Async install
DRAFT - This is a work in progress
Overview
Module initialization/upgrade may take a long time and thus, make the install/upgrade service take a long time - Multiple hours in some cases. This document captures thoughts related to an investigation of whether to make the install/upgrade asynchronous. Also incorporated in this is the notion of being able to "continue on failure", and get a complete list of failures across all modules being installed/upgraded.

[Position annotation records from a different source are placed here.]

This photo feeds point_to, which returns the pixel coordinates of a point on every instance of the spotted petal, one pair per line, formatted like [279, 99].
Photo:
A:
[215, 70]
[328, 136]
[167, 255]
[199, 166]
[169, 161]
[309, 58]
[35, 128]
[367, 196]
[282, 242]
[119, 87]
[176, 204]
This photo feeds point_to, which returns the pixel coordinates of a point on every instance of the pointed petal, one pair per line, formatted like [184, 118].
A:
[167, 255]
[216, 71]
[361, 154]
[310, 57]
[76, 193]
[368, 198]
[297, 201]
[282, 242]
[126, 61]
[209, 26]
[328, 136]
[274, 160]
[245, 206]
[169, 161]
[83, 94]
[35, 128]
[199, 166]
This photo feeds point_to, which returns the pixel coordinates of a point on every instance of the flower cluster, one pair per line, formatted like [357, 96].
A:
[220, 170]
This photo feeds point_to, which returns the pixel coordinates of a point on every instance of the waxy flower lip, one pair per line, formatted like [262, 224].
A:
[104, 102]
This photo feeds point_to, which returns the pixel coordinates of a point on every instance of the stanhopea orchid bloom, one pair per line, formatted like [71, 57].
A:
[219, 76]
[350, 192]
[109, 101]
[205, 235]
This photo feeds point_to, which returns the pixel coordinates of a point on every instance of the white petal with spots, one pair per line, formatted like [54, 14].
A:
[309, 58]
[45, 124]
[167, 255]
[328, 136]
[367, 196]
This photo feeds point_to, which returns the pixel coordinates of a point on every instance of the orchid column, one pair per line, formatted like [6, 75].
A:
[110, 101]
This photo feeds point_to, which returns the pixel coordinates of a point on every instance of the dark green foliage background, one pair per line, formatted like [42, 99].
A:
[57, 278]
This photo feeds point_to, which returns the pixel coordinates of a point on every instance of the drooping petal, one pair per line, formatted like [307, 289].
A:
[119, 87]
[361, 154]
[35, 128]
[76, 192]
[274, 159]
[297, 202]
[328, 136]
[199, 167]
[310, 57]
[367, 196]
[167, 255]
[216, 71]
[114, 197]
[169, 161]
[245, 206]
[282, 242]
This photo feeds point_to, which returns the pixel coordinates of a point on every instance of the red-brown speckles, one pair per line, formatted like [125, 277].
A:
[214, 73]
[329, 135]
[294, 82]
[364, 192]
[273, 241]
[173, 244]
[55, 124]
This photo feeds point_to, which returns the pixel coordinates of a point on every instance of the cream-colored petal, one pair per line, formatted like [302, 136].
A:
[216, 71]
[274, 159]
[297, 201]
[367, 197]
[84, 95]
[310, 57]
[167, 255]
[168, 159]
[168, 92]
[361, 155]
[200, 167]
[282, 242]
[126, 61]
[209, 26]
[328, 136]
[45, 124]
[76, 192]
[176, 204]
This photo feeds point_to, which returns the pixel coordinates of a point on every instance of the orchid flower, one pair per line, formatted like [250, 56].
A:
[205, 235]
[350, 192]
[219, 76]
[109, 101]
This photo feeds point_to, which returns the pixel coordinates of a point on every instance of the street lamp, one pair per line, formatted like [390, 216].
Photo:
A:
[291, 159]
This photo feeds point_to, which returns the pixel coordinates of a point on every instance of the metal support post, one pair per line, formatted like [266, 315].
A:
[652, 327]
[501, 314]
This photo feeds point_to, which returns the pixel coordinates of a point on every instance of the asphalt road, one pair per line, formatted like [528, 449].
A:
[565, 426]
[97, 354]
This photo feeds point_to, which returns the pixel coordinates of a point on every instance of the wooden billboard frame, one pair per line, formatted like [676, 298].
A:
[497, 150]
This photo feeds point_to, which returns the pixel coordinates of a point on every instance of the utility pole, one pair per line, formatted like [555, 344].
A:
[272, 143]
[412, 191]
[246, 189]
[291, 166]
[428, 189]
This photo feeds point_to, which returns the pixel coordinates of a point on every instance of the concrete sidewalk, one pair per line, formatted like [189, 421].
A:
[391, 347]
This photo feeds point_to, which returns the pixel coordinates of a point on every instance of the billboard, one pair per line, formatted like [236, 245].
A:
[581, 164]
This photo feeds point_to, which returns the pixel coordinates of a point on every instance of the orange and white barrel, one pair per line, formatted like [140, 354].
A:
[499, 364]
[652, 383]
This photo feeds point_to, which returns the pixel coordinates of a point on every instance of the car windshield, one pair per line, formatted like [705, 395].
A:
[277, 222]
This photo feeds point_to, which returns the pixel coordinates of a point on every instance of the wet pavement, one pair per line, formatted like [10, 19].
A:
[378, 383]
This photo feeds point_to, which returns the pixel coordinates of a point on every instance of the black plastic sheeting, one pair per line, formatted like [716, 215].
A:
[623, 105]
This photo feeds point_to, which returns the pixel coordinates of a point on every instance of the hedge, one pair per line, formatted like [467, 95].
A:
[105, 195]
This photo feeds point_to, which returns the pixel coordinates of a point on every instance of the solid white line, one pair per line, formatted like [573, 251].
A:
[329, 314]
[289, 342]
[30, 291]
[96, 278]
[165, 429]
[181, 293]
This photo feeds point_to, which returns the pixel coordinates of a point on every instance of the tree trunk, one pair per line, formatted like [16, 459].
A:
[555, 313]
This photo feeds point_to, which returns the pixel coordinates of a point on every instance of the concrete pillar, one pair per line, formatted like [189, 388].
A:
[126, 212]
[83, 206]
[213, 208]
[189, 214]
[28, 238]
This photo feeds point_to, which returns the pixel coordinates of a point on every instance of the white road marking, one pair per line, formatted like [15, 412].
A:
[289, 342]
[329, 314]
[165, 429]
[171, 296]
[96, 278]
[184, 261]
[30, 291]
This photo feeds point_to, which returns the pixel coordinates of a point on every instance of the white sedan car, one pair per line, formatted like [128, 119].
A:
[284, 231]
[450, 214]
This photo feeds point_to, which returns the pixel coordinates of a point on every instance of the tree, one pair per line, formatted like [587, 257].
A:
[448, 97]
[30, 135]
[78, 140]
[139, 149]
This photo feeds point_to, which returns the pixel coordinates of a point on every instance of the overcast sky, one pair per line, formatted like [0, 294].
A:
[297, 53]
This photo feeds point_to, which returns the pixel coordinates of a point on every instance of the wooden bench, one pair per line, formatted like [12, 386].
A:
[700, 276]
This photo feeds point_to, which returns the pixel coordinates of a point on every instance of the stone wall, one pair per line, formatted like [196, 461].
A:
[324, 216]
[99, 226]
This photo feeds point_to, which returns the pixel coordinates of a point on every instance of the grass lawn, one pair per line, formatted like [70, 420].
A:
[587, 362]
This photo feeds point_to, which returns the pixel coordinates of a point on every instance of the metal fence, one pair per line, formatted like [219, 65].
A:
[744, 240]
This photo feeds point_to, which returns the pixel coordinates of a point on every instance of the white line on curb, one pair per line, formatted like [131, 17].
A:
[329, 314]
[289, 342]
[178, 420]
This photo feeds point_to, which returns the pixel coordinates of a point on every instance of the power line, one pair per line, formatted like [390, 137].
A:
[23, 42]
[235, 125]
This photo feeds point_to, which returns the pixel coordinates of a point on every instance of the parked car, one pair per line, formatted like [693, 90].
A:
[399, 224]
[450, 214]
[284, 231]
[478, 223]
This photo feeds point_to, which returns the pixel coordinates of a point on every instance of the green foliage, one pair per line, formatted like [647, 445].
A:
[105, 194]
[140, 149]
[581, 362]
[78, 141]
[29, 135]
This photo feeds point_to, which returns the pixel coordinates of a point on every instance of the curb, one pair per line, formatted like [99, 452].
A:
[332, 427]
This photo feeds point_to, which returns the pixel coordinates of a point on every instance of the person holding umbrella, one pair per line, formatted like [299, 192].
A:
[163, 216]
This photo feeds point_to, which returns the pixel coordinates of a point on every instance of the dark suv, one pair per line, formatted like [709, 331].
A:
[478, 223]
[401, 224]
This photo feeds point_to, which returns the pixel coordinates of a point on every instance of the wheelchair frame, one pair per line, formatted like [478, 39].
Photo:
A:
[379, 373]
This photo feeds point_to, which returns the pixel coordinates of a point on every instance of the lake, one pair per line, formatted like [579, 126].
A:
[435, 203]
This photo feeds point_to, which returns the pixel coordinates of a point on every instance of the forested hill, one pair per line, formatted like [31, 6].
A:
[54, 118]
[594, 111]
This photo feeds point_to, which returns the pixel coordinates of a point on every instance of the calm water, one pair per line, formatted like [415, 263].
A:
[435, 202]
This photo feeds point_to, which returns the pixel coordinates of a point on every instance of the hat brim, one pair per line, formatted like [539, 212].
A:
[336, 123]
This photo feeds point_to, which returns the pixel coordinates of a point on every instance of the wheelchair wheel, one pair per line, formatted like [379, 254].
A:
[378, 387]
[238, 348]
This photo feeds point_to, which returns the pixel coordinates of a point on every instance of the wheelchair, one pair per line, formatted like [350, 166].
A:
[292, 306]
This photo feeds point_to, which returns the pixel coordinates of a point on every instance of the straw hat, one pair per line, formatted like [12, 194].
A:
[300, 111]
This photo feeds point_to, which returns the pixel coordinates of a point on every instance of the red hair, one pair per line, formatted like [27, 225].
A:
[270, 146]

See - OKAPI-804Getting issue details... STATUS and - OKAPI-845Getting issue details... STATUS
Scope
The purpose of the async install is to address the problem of long tenant init operations. While Okapi's HTTP client has no timeout for that operation, there are clients using Okapi and/or gateways between Okapi and a backend module which causes trouble and might give up on such long operations. The async install will only deal with the former problem. The latter problem will have to make each module work in an async fashion or use some other means of transport.
Persistence
To address this, and also to be able to monitor the progress of an install which may be calling tenant for multiple modules, it would be good to "persist" the operation.
Backwards Compatibility
The install and the upgrade (/_/proxy/tenants/<tenant>/install and /_/proxy/tenants/<tenant>/upgrade) .. can be kept as they are with no changes to existing behavior. They are currently using POST to perform the operation. We'd like to do use the same method to initiate the async operation. It could be as simple as using a flag "async=true" as query parameter. The RAML definition will be "identical" for non-async and sync mode.. But of course what follows is "async" only.
High Level Approach
- If async=true, install/upgrade will return a Location and the status of the install can be inspected with GET on the returned location. It could be extended with DELETE to signal "abort" and remove info about install/upgrade operation.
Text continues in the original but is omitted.